Income Side: Five Revenue Streams, One Takings Field

The Income Type field classifies every fare into Cash, Card, Account, Airport, or Other. That distinction matters at tax time and it matters for daily cash flow. Cash is immediate. Card payments arrive with a processor delay and a transaction fee. Account work bills monthly to corporate clients. Airport fares are high-value but infrequent. Filtering by income type over a month shows which revenue streams are actually carrying the business and which ones cost more in dead miles than they return in fares.

The Reference number field ties each entry to a booking or receipt number from the dispatch system.

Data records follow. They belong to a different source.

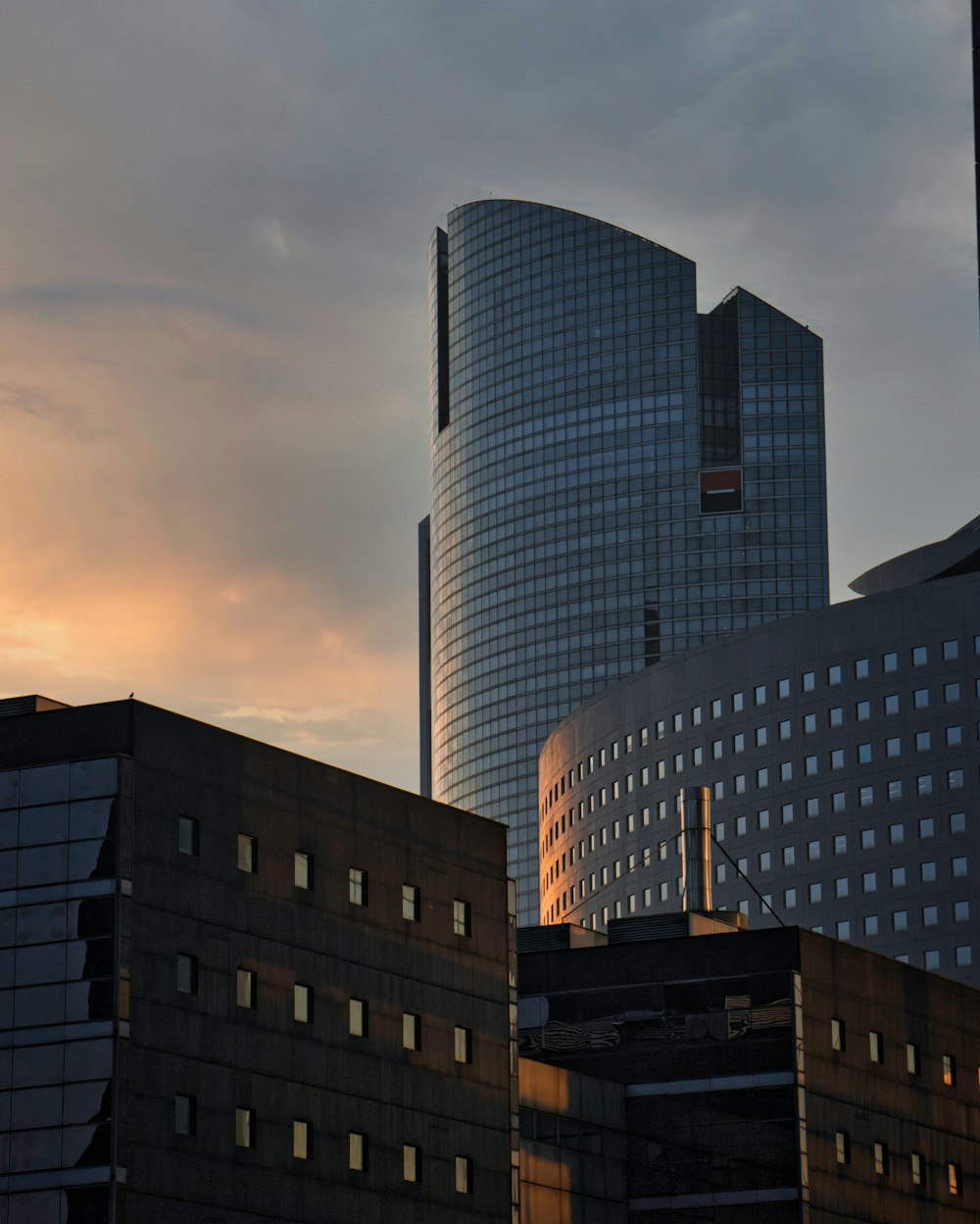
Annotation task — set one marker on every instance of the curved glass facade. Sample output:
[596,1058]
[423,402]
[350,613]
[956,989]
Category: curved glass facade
[615,480]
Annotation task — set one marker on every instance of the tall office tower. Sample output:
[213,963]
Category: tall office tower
[241,986]
[614,480]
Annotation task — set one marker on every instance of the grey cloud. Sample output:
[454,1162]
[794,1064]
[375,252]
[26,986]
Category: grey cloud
[107,293]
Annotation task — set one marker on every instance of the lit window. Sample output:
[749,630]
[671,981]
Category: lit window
[412,1163]
[186,973]
[412,903]
[464,1175]
[358,886]
[412,1031]
[358,1017]
[302,1004]
[247,854]
[188,836]
[464,1045]
[302,869]
[245,1127]
[245,988]
[358,1151]
[185,1115]
[462,919]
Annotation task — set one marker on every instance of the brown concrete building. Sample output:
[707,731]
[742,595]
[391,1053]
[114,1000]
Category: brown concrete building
[760,1077]
[241,987]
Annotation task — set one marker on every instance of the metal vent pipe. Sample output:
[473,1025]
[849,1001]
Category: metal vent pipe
[695,849]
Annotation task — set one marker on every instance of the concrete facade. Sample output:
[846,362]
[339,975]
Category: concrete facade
[244,986]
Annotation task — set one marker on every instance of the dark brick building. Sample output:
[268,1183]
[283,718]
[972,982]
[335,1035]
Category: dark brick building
[758,1077]
[241,986]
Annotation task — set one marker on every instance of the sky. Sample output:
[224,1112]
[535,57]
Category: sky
[213,316]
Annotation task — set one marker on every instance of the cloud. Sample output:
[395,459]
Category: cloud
[120,295]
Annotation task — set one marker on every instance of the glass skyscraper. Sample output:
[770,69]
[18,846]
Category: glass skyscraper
[616,480]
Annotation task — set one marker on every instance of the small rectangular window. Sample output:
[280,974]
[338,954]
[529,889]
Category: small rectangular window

When an account customer disputes a fare, that reference number is your evidence.

Expense Side: Where the Money Actually Goes

Seven expense categories: Fuel, Car Hire/Rental, Radio Rental/Hire, Repairs/Maintenance, Tyres, Motor Consumables, Car Wash. Every one of them is tax-deductible for a self-employed driver, and every one of them needs receipts and records.

Fuel is the big one. Logging fuel expenses by date against daily takings reveals your true cost-per-mile and your real profit margin. A driver doing 200 miles a day in a diesel that gets 45 MPG has fundamentally different economics than one doing 150 miles in a petrol hybrid. The Supplier field tracks which filling station you're using — because the 5p per litre difference between the supermarket pump and the branded station compounds into hundreds of pounds per year.

Payment Type on expenses — Cash, Credit/Debit Card, Bank — matters for reconciliation. Cash expenses need receipts. Card expenses show on statements. Bank transfers are for recurring costs like radio rental and hire agreements.

Net Takings: The Number That Actually Matters

The calculated Net takings field subtracts total expenses from total income for each entry. When you aggregate this across a week or a month using Memento's summary features, you see the real number — not the gross you collected, but the net after fuel, rental, maintenance, and consumables. That's the number you live on, and that's the number HMRC wants to see on your self-assessment.